REPUBLICANS in New Orleans for their convention may head out of the Superdome in search of the streetcar named Desire - only to find it's become a bus. But in Atlanta, the Democrats had another public transit opportunity, the MARTA rapid rail system. Not only did MARTA speed delegates, journalists, and other hangers-on from the airport to downtown, but the system also accommodated record numbers of Atlantans who left their cars at home to avoid convention traffic.
It was enough to spark some thinking on whether rail systems can be a meaningful part of the transportation system in an American Sunbelt city. MARTA, after all, is less than 10 years old, and Atlanta is very much a city of the automobile age, and with a relatively weaker downtown than many prosperous cities.
But with its 32 miles of track and 29 stations, MARTA has been drawing more than 200,000 riders a day. The increase in ridership after the new airport station was opened has been even greater than expected. Fares pay for a third of MARTA's operating expenses; 60 percent of the operating budget comes from a sales tax, whose revenues also fund capital projects. Only a few cents on the operating dollar come from federal funds.
One of the most interesting things about MARTA is that development is beginning to cluster around its stations. Some developers are beginning to find it more convenient to build closer in, near public transit, than farther out, where they would have to build a parking lot, and perhaps an access road, too.

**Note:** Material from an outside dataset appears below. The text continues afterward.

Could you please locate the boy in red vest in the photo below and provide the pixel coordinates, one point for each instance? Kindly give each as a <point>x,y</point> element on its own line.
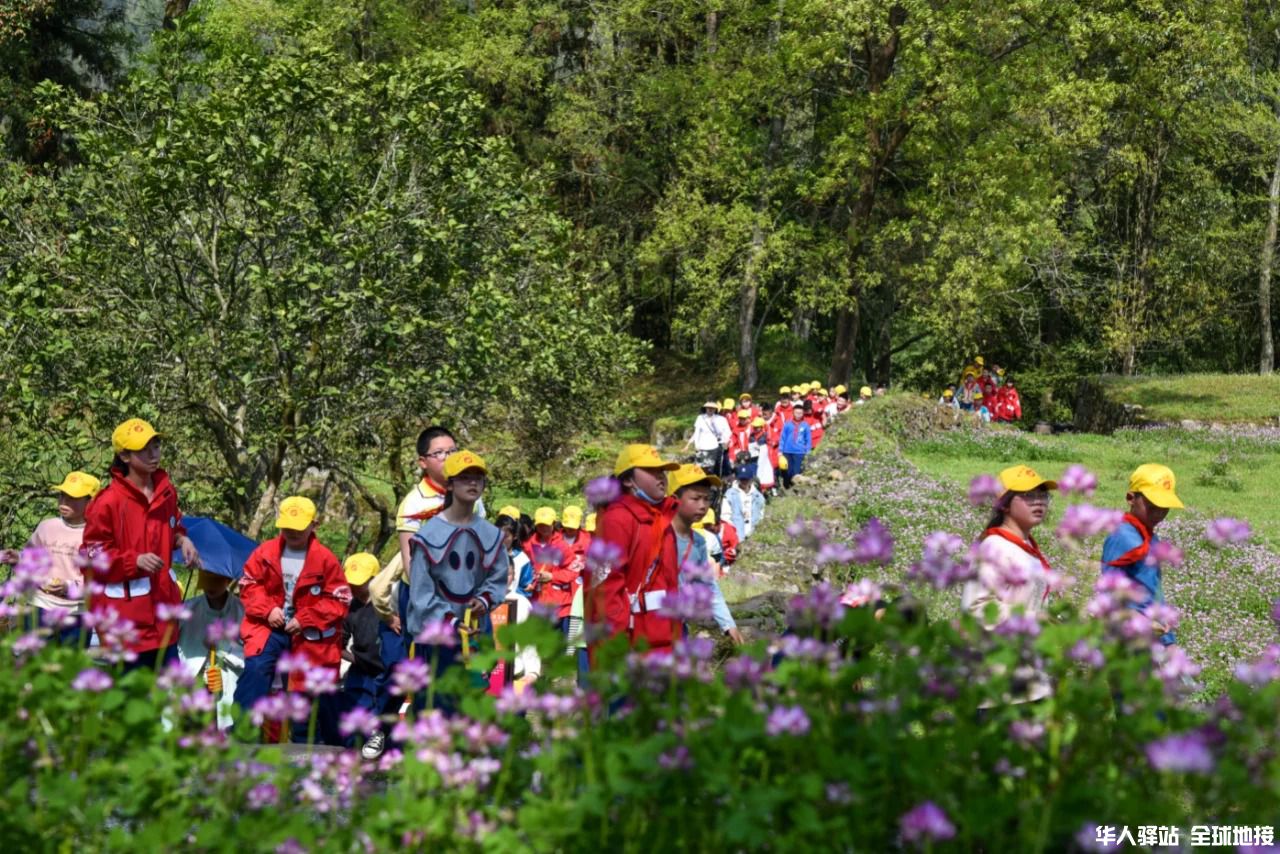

The golden age of the subway may seem to be in the past, but actually nearly a dozen cities have opened urban rail systems since the mid-'70s. A few dozen other cities are planning such systems - despite paucity of federal funds, and gasoline prices that have remained lower than might have been expected a few years back. Moreover, skepticism prevails in many quarters over whether rail systems, particularly heavy rail systems with their tremendous capital costs and requirements for right of way, are really the best alternative to private autos.
But clearly something must be done to keep the automobile from taking over the planet, for reasons of energy and the environment. Rail systems may yet be able to make their mark on a relatively new city like Atlanta.
To look around an auto-age city is to be struck by how much land is chewed up to accommodate cars - highways, parking lots, clover-leaf on-ramps, frontage roads. Environmentalists who worry about how much of planet Earth is consumed by human activity would do well to plump for denser communities as a way to slow the ooze of suburbia into the countryside. And where everyone travels encapsulated in an automobile, one loses the human contact of a walking-distance community - the street life, the people-watching - that helps make metropolitan living enjoyable.
The question can't be, Will rapid rail systems ever work in our spread-out, auto-spaced postwar cities? Rather the question should be, Can rail help keep cities from sprawling out any farther?
Experience in Atlanta suggests that perhaps they can.